# Foton 3 cylinder diesel 254A Glow Plugs?



## gdtractor (Sep 20, 2006)

Does the Foton 254A diesel have glow plugs .. ?

I can't seem to find any

Here is a video I made to explain what things look like

https://youtu.be/TXuiWEOJr8Q

Thanks,

Gary


----------



## gdtractor (Sep 20, 2006)

*My email address ..*

.. is [email protected] (alternate email) 

THanks 

Gary


----------



## pogobill (Jan 31, 2012)

I didn't look at your video, but it should have glow plugs if it's a diesel. They may not have been hooked up at the factory to your ignition switch. Are your issues with just hard starting, or are you not familiar with the function of the glow plugs? The ignition switch should have an on position, then a spring loaded Heat position if you turn it a little more, then finally if you turn the key all the way it goes to the starter relay to turn over. The key should then return to the on position by itself. Are you giving your glow plugs a chance to heat up, or are they just not working?


----------



## thepumpguysc (Jan 25, 2015)

Yes it does.. 30 sec mark.. the bar w/ the orange/red wire on it is the hot wire.
should have 12volts to it in a certain key position.. either turning it LEFT for 15-30 sec and then right to start it.. OR a spring ramp just before the starter kicks in.. hold for 15-30 seconds.
You can check the bar w/ a cheap $5.00 volt meter..
If it wont activate w/ the key.. jump it w/a wire off the battery for 15-30 seconds then try to start.
Does it start at all or is it just HARD to start..


----------



## gdtractor (Sep 20, 2006)

*Thanks . here is the situation ....*

It starts hard when it is cold out .. 
It starts and runs great in warmer weather .. 
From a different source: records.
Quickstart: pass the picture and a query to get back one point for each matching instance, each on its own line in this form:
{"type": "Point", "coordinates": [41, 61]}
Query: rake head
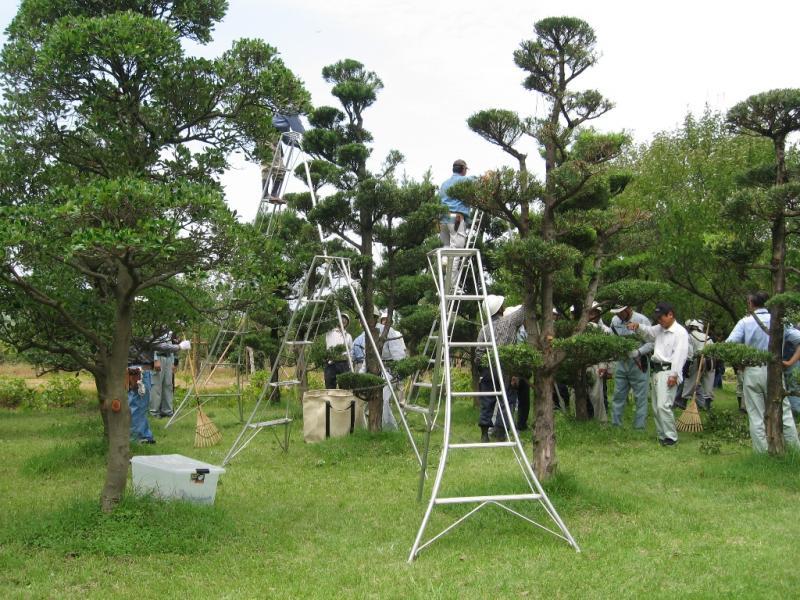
{"type": "Point", "coordinates": [690, 419]}
{"type": "Point", "coordinates": [206, 433]}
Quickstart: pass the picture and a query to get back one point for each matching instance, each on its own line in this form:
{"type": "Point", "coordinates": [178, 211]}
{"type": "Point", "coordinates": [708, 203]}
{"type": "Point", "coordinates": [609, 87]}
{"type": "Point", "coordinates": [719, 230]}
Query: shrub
{"type": "Point", "coordinates": [14, 393]}
{"type": "Point", "coordinates": [62, 391]}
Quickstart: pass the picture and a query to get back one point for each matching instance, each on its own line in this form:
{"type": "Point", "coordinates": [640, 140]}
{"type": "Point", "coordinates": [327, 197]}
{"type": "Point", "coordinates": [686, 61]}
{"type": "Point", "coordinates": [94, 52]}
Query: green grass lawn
{"type": "Point", "coordinates": [337, 519]}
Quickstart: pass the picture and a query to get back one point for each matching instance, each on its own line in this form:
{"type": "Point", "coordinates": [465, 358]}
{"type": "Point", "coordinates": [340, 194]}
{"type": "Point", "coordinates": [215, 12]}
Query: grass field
{"type": "Point", "coordinates": [337, 519]}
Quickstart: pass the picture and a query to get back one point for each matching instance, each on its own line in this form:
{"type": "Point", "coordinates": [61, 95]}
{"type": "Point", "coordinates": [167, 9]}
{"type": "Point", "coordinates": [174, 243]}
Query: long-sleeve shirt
{"type": "Point", "coordinates": [143, 353]}
{"type": "Point", "coordinates": [747, 331]}
{"type": "Point", "coordinates": [453, 205]}
{"type": "Point", "coordinates": [335, 338]}
{"type": "Point", "coordinates": [671, 346]}
{"type": "Point", "coordinates": [505, 330]}
{"type": "Point", "coordinates": [697, 341]}
{"type": "Point", "coordinates": [619, 327]}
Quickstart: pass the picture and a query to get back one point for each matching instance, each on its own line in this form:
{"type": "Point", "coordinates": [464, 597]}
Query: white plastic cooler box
{"type": "Point", "coordinates": [174, 476]}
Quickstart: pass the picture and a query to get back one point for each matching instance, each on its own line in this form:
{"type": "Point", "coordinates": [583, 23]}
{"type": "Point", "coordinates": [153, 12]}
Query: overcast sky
{"type": "Point", "coordinates": [442, 60]}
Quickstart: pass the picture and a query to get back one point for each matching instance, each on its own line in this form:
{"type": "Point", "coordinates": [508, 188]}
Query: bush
{"type": "Point", "coordinates": [62, 391]}
{"type": "Point", "coordinates": [14, 393]}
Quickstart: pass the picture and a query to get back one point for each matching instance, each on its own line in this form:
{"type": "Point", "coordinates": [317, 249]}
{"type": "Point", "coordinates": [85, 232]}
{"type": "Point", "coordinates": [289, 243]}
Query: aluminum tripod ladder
{"type": "Point", "coordinates": [420, 382]}
{"type": "Point", "coordinates": [229, 337]}
{"type": "Point", "coordinates": [316, 302]}
{"type": "Point", "coordinates": [534, 491]}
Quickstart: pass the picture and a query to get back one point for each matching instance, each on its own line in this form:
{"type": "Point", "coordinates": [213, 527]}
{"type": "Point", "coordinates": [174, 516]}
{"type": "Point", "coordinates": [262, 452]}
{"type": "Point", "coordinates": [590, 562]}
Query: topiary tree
{"type": "Point", "coordinates": [773, 115]}
{"type": "Point", "coordinates": [111, 138]}
{"type": "Point", "coordinates": [565, 226]}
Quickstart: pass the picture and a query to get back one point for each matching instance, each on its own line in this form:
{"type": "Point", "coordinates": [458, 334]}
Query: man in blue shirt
{"type": "Point", "coordinates": [753, 331]}
{"type": "Point", "coordinates": [630, 373]}
{"type": "Point", "coordinates": [454, 225]}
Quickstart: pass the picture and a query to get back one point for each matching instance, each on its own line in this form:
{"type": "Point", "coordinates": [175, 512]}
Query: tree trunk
{"type": "Point", "coordinates": [119, 415]}
{"type": "Point", "coordinates": [581, 396]}
{"type": "Point", "coordinates": [375, 403]}
{"type": "Point", "coordinates": [101, 385]}
{"type": "Point", "coordinates": [544, 435]}
{"type": "Point", "coordinates": [774, 401]}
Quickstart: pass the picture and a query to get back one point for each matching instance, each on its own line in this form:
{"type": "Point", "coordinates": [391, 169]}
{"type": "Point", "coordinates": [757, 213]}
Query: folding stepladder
{"type": "Point", "coordinates": [420, 382]}
{"type": "Point", "coordinates": [304, 326]}
{"type": "Point", "coordinates": [229, 337]}
{"type": "Point", "coordinates": [442, 378]}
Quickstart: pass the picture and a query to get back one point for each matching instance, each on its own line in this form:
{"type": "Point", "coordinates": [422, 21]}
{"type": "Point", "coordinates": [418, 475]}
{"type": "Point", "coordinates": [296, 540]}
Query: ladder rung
{"type": "Point", "coordinates": [287, 382]}
{"type": "Point", "coordinates": [470, 344]}
{"type": "Point", "coordinates": [416, 408]}
{"type": "Point", "coordinates": [484, 445]}
{"type": "Point", "coordinates": [281, 421]}
{"type": "Point", "coordinates": [499, 498]}
{"type": "Point", "coordinates": [465, 297]}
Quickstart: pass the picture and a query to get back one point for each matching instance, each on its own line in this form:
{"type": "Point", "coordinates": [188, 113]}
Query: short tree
{"type": "Point", "coordinates": [111, 136]}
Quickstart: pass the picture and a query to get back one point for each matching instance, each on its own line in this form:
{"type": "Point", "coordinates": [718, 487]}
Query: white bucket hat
{"type": "Point", "coordinates": [494, 303]}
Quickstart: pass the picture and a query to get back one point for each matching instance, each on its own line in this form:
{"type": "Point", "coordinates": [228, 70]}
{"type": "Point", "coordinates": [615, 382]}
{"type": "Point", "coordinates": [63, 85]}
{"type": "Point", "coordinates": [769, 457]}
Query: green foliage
{"type": "Point", "coordinates": [632, 292]}
{"type": "Point", "coordinates": [408, 366]}
{"type": "Point", "coordinates": [14, 393]}
{"type": "Point", "coordinates": [737, 355]}
{"type": "Point", "coordinates": [519, 360]}
{"type": "Point", "coordinates": [593, 346]}
{"type": "Point", "coordinates": [62, 391]}
{"type": "Point", "coordinates": [773, 114]}
{"type": "Point", "coordinates": [497, 126]}
{"type": "Point", "coordinates": [533, 256]}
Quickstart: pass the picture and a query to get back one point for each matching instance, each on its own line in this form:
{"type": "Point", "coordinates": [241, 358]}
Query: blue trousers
{"type": "Point", "coordinates": [628, 376]}
{"type": "Point", "coordinates": [139, 405]}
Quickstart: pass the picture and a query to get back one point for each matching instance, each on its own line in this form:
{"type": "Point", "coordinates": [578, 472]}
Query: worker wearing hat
{"type": "Point", "coordinates": [705, 388]}
{"type": "Point", "coordinates": [671, 347]}
{"type": "Point", "coordinates": [505, 332]}
{"type": "Point", "coordinates": [454, 224]}
{"type": "Point", "coordinates": [631, 372]}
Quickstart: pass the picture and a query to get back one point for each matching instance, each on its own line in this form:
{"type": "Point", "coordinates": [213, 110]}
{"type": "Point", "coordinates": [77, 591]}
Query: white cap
{"type": "Point", "coordinates": [494, 303]}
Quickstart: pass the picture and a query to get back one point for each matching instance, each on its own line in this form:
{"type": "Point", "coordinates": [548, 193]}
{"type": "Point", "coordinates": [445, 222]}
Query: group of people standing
{"type": "Point", "coordinates": [151, 383]}
{"type": "Point", "coordinates": [355, 352]}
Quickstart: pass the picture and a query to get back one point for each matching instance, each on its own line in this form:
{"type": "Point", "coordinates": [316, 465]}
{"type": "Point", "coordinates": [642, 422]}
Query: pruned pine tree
{"type": "Point", "coordinates": [111, 138]}
{"type": "Point", "coordinates": [368, 209]}
{"type": "Point", "coordinates": [775, 206]}
{"type": "Point", "coordinates": [565, 225]}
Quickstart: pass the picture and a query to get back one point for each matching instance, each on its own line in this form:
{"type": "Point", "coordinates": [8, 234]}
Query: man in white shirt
{"type": "Point", "coordinates": [669, 354]}
{"type": "Point", "coordinates": [338, 336]}
{"type": "Point", "coordinates": [394, 348]}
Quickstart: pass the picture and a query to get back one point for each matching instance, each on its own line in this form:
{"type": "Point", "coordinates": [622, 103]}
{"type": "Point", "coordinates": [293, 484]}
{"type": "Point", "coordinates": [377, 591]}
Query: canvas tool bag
{"type": "Point", "coordinates": [331, 413]}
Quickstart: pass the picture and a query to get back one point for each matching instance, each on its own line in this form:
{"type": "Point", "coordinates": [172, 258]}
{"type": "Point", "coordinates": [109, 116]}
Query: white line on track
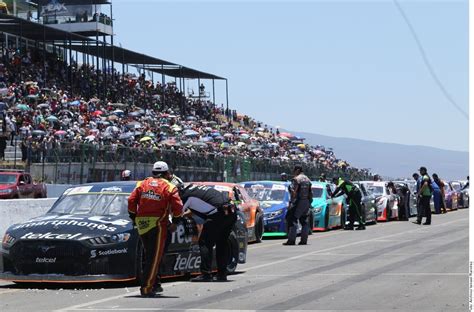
{"type": "Point", "coordinates": [91, 303]}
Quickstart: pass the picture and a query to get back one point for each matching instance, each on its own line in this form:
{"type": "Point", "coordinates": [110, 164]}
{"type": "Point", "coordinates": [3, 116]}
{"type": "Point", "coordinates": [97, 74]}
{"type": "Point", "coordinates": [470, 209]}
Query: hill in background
{"type": "Point", "coordinates": [394, 160]}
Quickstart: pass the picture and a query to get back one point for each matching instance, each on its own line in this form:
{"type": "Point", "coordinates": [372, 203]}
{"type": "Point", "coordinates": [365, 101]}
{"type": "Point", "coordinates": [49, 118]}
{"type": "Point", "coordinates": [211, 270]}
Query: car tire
{"type": "Point", "coordinates": [234, 253]}
{"type": "Point", "coordinates": [139, 262]}
{"type": "Point", "coordinates": [259, 229]}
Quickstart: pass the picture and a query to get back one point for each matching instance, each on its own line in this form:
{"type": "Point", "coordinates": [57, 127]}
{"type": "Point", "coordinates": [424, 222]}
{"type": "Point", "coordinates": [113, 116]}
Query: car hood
{"type": "Point", "coordinates": [270, 206]}
{"type": "Point", "coordinates": [62, 226]}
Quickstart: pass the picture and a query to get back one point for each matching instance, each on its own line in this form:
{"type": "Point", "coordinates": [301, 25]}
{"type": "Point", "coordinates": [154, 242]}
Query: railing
{"type": "Point", "coordinates": [81, 163]}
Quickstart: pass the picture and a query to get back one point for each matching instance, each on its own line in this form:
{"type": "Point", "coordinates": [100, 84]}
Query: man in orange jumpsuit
{"type": "Point", "coordinates": [149, 207]}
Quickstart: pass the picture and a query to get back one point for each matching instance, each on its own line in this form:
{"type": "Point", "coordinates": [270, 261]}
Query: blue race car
{"type": "Point", "coordinates": [274, 199]}
{"type": "Point", "coordinates": [327, 213]}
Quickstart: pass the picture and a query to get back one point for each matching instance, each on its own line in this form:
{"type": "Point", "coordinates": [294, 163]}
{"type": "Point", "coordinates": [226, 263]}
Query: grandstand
{"type": "Point", "coordinates": [74, 118]}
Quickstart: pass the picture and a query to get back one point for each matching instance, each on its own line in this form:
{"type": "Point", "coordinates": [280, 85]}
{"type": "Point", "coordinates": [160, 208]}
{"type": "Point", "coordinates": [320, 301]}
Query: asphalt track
{"type": "Point", "coordinates": [391, 266]}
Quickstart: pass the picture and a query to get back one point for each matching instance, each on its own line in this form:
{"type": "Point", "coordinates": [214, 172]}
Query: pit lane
{"type": "Point", "coordinates": [395, 265]}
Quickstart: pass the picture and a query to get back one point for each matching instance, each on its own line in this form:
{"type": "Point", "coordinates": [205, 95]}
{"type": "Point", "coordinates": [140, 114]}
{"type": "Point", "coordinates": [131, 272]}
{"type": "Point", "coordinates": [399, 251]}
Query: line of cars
{"type": "Point", "coordinates": [87, 236]}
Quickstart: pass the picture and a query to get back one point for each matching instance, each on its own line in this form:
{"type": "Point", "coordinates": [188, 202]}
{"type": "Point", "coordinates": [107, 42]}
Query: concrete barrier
{"type": "Point", "coordinates": [20, 210]}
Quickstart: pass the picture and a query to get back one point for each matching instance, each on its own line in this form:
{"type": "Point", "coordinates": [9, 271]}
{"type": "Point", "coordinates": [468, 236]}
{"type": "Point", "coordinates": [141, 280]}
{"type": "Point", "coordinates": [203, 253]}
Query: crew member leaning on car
{"type": "Point", "coordinates": [300, 203]}
{"type": "Point", "coordinates": [219, 216]}
{"type": "Point", "coordinates": [354, 198]}
{"type": "Point", "coordinates": [149, 206]}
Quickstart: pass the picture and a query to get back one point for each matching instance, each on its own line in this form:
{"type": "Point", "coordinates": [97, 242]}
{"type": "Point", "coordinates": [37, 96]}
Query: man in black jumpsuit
{"type": "Point", "coordinates": [219, 217]}
{"type": "Point", "coordinates": [300, 202]}
{"type": "Point", "coordinates": [354, 198]}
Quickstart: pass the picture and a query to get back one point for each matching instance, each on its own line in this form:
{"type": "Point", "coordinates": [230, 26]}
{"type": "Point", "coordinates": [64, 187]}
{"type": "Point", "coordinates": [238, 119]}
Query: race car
{"type": "Point", "coordinates": [87, 236]}
{"type": "Point", "coordinates": [386, 202]}
{"type": "Point", "coordinates": [248, 206]}
{"type": "Point", "coordinates": [328, 213]}
{"type": "Point", "coordinates": [274, 199]}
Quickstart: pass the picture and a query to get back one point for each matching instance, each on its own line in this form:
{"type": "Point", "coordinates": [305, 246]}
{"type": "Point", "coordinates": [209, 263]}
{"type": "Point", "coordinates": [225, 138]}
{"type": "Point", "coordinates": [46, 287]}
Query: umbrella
{"type": "Point", "coordinates": [52, 118]}
{"type": "Point", "coordinates": [38, 132]}
{"type": "Point", "coordinates": [134, 114]}
{"type": "Point", "coordinates": [23, 107]}
{"type": "Point", "coordinates": [144, 139]}
{"type": "Point", "coordinates": [43, 105]}
{"type": "Point", "coordinates": [126, 135]}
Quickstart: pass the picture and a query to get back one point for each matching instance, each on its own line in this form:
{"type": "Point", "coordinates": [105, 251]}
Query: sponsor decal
{"type": "Point", "coordinates": [179, 236]}
{"type": "Point", "coordinates": [70, 220]}
{"type": "Point", "coordinates": [151, 195]}
{"type": "Point", "coordinates": [49, 235]}
{"type": "Point", "coordinates": [112, 189]}
{"type": "Point", "coordinates": [45, 260]}
{"type": "Point", "coordinates": [191, 262]}
{"type": "Point", "coordinates": [108, 252]}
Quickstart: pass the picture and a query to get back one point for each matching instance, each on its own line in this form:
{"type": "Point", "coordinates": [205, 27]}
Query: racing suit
{"type": "Point", "coordinates": [300, 202]}
{"type": "Point", "coordinates": [219, 217]}
{"type": "Point", "coordinates": [149, 206]}
{"type": "Point", "coordinates": [354, 198]}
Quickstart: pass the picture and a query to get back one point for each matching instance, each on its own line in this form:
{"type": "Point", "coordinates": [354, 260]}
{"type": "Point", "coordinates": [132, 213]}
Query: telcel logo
{"type": "Point", "coordinates": [45, 260]}
{"type": "Point", "coordinates": [189, 263]}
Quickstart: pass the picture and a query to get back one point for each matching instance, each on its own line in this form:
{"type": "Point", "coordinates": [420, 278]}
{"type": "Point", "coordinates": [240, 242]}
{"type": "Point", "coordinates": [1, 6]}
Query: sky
{"type": "Point", "coordinates": [338, 68]}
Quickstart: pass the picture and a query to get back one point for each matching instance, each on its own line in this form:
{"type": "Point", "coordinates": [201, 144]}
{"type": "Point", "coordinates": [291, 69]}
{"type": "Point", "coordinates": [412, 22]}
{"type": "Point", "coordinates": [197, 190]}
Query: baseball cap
{"type": "Point", "coordinates": [160, 166]}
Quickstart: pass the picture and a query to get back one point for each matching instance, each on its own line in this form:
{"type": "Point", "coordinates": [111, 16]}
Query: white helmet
{"type": "Point", "coordinates": [160, 166]}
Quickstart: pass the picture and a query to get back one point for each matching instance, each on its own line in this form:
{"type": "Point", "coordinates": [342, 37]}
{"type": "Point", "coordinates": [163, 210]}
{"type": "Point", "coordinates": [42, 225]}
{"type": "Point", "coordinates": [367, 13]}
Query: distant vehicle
{"type": "Point", "coordinates": [249, 207]}
{"type": "Point", "coordinates": [368, 204]}
{"type": "Point", "coordinates": [450, 197]}
{"type": "Point", "coordinates": [18, 184]}
{"type": "Point", "coordinates": [274, 198]}
{"type": "Point", "coordinates": [386, 202]}
{"type": "Point", "coordinates": [328, 213]}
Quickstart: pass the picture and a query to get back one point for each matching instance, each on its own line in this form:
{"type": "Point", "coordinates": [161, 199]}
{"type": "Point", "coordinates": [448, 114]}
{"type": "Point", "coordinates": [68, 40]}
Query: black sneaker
{"type": "Point", "coordinates": [220, 278]}
{"type": "Point", "coordinates": [202, 278]}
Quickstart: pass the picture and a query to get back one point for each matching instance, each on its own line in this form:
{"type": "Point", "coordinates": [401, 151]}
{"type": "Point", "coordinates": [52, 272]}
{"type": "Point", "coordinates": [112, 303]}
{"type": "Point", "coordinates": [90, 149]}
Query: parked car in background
{"type": "Point", "coordinates": [19, 184]}
{"type": "Point", "coordinates": [386, 202]}
{"type": "Point", "coordinates": [250, 207]}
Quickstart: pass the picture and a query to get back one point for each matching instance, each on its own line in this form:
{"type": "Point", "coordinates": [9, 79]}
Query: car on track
{"type": "Point", "coordinates": [369, 207]}
{"type": "Point", "coordinates": [19, 184]}
{"type": "Point", "coordinates": [87, 236]}
{"type": "Point", "coordinates": [274, 199]}
{"type": "Point", "coordinates": [250, 207]}
{"type": "Point", "coordinates": [385, 200]}
{"type": "Point", "coordinates": [329, 213]}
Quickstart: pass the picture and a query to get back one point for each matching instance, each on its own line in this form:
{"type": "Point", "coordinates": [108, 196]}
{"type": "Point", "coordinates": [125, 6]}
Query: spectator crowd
{"type": "Point", "coordinates": [51, 104]}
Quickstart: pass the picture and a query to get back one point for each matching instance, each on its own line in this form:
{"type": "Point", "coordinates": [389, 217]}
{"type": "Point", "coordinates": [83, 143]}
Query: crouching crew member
{"type": "Point", "coordinates": [354, 198]}
{"type": "Point", "coordinates": [149, 207]}
{"type": "Point", "coordinates": [219, 216]}
{"type": "Point", "coordinates": [300, 202]}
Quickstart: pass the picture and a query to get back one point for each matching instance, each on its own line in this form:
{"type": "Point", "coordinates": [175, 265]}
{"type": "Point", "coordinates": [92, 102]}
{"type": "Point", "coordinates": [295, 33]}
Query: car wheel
{"type": "Point", "coordinates": [259, 229]}
{"type": "Point", "coordinates": [233, 246]}
{"type": "Point", "coordinates": [139, 262]}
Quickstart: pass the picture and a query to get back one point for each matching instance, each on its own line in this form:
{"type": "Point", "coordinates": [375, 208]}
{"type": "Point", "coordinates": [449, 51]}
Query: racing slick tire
{"type": "Point", "coordinates": [310, 223]}
{"type": "Point", "coordinates": [233, 253]}
{"type": "Point", "coordinates": [259, 228]}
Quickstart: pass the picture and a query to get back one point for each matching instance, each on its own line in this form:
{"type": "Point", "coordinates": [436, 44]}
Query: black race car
{"type": "Point", "coordinates": [87, 237]}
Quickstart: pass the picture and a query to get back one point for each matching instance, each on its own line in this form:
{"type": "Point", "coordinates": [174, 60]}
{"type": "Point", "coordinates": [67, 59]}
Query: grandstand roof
{"type": "Point", "coordinates": [35, 31]}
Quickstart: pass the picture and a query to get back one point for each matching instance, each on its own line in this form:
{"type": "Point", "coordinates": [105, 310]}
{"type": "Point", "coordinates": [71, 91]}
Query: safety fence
{"type": "Point", "coordinates": [81, 163]}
It is my son's tractor that he bought used . 

And we could not figure out if the glow plugs were hooked up or not I will look again 

Thanks again SO MUCH ... this is very helpful !! 

BTW - it always starts but takes a while when cold out !! 

We will do some testing .. etc . and see what happens 

Thanks much ... I REALLY appreciate this 

Gary


----------



## gdtractor (Sep 20, 2006)

*Thanks so much !!*



pogobill said:


> I didn't look at your video, but it should have glow plugs if it's a diesel. They may not have been hooked up at the factory to your ignition switch. Are your issues with just hard starting, or are you not familiar with the function of the glow plugs? The ignition switch should have an on position, then a spring loaded Heat position if you turn it a little more, then finally if you turn the key all the way it goes to the starter relay to turn over. The key should then return to the on position by itself. Are you giving your glow plugs a chance to heat up, or are they just not working?



Thanks so much .. Gary


----------